Answer: What is in the deal for them?

 

 

 Understand and comment on the impact on each stakeholder in the transaction.
Regulators are implicit counterparties, so you much evaluate the effects of regulation on
the proposal.
 Determine your approach to the counterparties in the transaction. This will include
answering questions such as:
1. What method of sale should be used; for example auction or book build?
2. Should a hostile or friendly approach be used in a merger or takeover
3. If doing a takeover, should it be by bid or scheme of arrangement?
 Prepare a suggested financing package for the transaction.
1. How are assets to be sold? Is this an all cash deal or is financing provided?
2. What are the terms of the carve-out/spin-off? What inducements does the
parent company offer, if any?
3. Is the merger by cash, shares or is it a mixed deal? What are the dilution effects
of the deal?

 Prepare a teaser document for the document for the transaction. This one or two page
document should include a company overview, investment highlights and summary
financial information.
 In the end, should the company execute your group’s strategy?

Assessment Criteria:
You will be assessed on the basis of your prepared document and your final presentation. The
assessment will be subjective so it is appropriate that you have guidelines concerning what I am looking
for. These are given below:
Document
 Completeness and clarity
 Understanding the value drivers and potential risks for the company
 Assessment and explanation of the fair value for the company:
o Appropriate assumptions, both financial and non-financial
o Reasonableness of projections
o Justification of assumptions and calculations
o Explanations of methodologies and deviations from established norms.
 Understanding and explanation of the potential risks of additional corporate leverage to the lender
of the new or subordinated debt.
 Explanation of the projects of the financial data for credit analysis
o Appropriate assumptions
o Reasonableness of projections
o Justification of assumptions and calculations
 Use and explanation of other credit risk methods.

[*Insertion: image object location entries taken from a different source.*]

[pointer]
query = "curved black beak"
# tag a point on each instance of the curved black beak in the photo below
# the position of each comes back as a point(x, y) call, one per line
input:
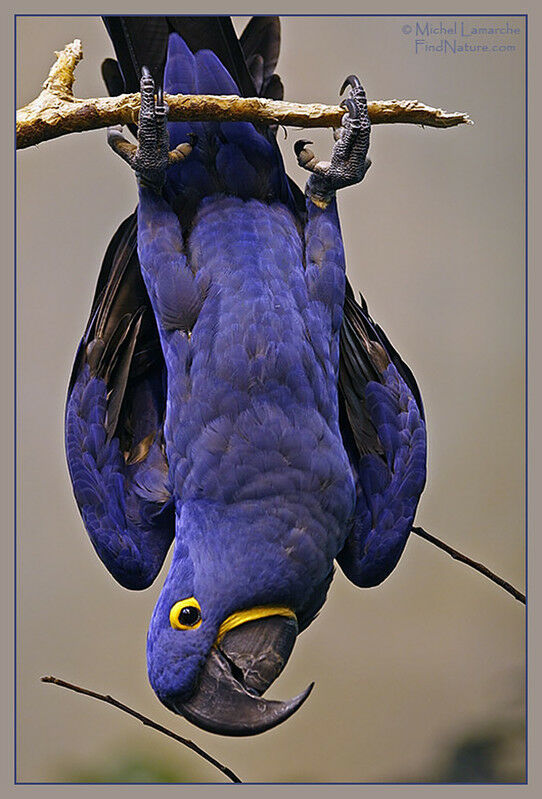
point(241, 666)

 Assessment and explanation of funding decision
 Understanding and explaining the rationale of the M&A process and strategy
 Understanding the impact on each stakeholder in the transaction
 Analysis and explanation of the transaction strategy.
 Understanding and explanation of the issues surrounding the transaction, including but not limited
to regulatory issues and issues with possible interlopers.
 Ability to make and justify a final transaction recommendation. Should the firm go with your idea or
not?
Note: Your finance must be correct. Financial errors will be penalized in all sections of the report.
Presentations:
 Clear and compelling delivery using the an appropriate presentation style
 Developing a clear narrative or story that leads to a final set of recommendations.
 Conciseness: Gets to the point and is not overly verbose.
 Effective use of media, in particular Powerpoint. This does not mean flashy transitions and
animation! The media you use must assist your story, not supplant it.
 Clarity over final recommendations and forceful advocacy of them.